All my life I've been the victim of the awkward situation. It can be anything, and I've even joked that I may change my name to Murphy because I fit his law to a T.
When I was younger (and skinnier) I often had the problem of boys thinking I liked them when I didn't. I am a quiet girl, and I try very hard not to be rude (no comments from some of you), and so I suppose that in my laid-back, easy-going way I must have given these boys the impression that I not only CARED what they had to say, but I also ENJOYED their presence. Most of them were wrong :) Then I was stuck in that weird place of wanting to be nice to them, but not "liking them like that," and eventually having to say so.
In middle school my "not on the list" curse began. It never failed, there was at least one class per year in which the teacher would say, "Is anyone in the room who was NOT on my list?" At which point I would slowly raise my hand. Inevitably she wouldn't see my hand, and would begin moving on, when someone bolder than I would shout, "Andrea! You didn't call Andrea's name!"
"Why didn't you say something?" the teacher would question. I'd shrug, embarrassed. The whole time I was thinking, "I raised my hand, stupid. Isn't that what you teach us? Raise your hand don't shout out? UGH!"
The curse continued all the way to college. I, most likely the least-outspoken person in the class, was always put in a situation where I had to speak out. I wasn't on the list. I was called on when I was daydreaming. I was in the wrong class, wrong room, wrong building.
Even in adulthood I am constantly a victim of "...and did we leave anyone out?" at beginning of the year introductions. A co-worker will push me forward or shout my name. WHY am I NEVER on the list???

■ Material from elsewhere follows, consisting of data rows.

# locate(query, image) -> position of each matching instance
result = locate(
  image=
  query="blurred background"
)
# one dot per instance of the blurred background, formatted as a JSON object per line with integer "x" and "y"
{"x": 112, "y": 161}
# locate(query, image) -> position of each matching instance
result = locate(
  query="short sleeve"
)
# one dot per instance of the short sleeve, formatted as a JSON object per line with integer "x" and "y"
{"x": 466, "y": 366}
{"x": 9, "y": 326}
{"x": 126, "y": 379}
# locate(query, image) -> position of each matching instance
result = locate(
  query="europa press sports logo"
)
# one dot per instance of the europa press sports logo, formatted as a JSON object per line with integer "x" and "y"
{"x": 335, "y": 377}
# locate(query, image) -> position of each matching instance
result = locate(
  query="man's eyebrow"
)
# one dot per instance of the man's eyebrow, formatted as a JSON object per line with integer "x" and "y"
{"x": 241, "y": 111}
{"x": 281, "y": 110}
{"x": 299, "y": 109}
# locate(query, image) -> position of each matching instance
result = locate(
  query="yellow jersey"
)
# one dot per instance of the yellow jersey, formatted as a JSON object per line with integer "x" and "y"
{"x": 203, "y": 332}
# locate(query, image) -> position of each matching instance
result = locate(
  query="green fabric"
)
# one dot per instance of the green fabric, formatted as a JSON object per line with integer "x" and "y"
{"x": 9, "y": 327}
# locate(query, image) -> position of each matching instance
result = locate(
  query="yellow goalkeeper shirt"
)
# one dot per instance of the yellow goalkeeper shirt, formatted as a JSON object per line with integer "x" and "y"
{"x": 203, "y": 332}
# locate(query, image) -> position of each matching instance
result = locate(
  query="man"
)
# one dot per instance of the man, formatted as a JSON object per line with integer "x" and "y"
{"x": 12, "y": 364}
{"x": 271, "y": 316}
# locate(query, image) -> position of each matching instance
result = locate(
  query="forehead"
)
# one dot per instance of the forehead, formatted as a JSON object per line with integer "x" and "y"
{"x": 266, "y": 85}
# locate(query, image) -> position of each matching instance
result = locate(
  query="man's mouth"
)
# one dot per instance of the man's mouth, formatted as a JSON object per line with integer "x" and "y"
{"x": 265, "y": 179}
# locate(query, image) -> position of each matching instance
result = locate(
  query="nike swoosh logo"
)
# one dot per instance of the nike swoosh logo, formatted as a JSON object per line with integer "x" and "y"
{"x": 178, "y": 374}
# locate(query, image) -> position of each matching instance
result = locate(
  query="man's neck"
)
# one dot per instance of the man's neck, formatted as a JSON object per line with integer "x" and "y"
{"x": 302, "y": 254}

That's only where it begins. I can't count the number of times I've noticed someone's one crazy gray hair shooting out of their head, or a blackhead on their lip (I know, I know), or their un-zipped pants. I try to look away the instant I notice, but before I can avert my eyes, they ALWAYS notice me looking.
I'm also not a huge fan of eye-contact, so when I'm trying to find a spot upon which to fix my gaze, they always ALWAYS think they have a booger. I can see the thought go right through their minds! I KNOW they go to the bathroom after our conversations to check! I want to say sometimes, "You don't have a booger. I just don't look people in the eye."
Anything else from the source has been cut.